Boxer connects on camera

Published in the Current

Like many teenagers, Cape Elizabeth native Elisa Boxer once vowed never again to live in the town she grew up in. But now the Channel 8 news anchor
and her husband are building a house in the Cross Hill development and plan to stay.

Being near home, she said, took a little bit of adjustment.

“At first it was really bizarre,” Boxer said. “Now there’s nothing that appeals to me more.”

A 1989 CEHS graduate, Boxer went to Bowdoin College and then worked in newspapers in Massachusetts before going to Columbia University for graduate study in journalism.

She made the jump to video and documentary journalism and promptly won a student Emmy award for work documenting the lives of Bosnian refugees\ living in New York City.

“I like connecting with people,” Boxer said.

Television, she said, allows her to combine writing and pictures in a way that tells a story effectively. “I like putting all the elements together,” Boxer said.

But it’s reporting that really excites her.

“I really like pounding the pavement,” Boxer said.

She is particularly interested in the ways people respond to suffering. Some people, she said, are able to turn suffering into efforts to benefit others.

“People do it every day,” Boxer said.

One woman she met had lost her husband and a son within two weeks of each other. That woman was able to create a gathering place for people to grieve together and begin healing after the death of loved ones.
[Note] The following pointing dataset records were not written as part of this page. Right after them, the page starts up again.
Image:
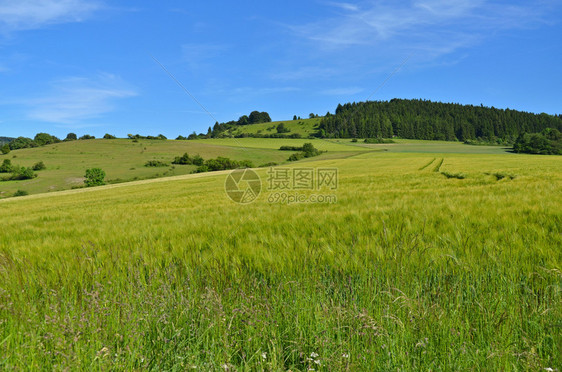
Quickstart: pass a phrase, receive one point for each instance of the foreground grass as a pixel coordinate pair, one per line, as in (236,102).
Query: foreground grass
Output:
(124,160)
(410,270)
Boxer’s awards have been for her stories along those lines, including a recent Emmy for a piece on victims of abuse at Baxter School for the Deaf and two Edward R. Murrow awards for writing about a Holocaust survivor.
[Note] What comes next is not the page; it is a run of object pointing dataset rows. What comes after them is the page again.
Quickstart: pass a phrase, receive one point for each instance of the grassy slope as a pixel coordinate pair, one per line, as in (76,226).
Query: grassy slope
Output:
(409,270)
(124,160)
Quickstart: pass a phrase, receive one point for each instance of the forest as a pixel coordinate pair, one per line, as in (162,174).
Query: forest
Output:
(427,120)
She credits the people in her stories more than herself, and says of the awards, “it’s because they told it to me.”

At WTMW for just over four years, Boxer is an anchor as well as a reporter. The two are different, she said, but she still tries to connect with her audience, rather than talking to cameras.

“I feel like these are people watching me,” Boxer said, gesturing to the studio’s cameras.

And sometimes they are indeed watching her. She talks to her parents, who still live in Cape Elizabeth, after every newscast. Now and again, Boxer runs into people she went to high school with. The irony, she said, is that when they find out what she does for a living, they have one response: “But you were always so shy!”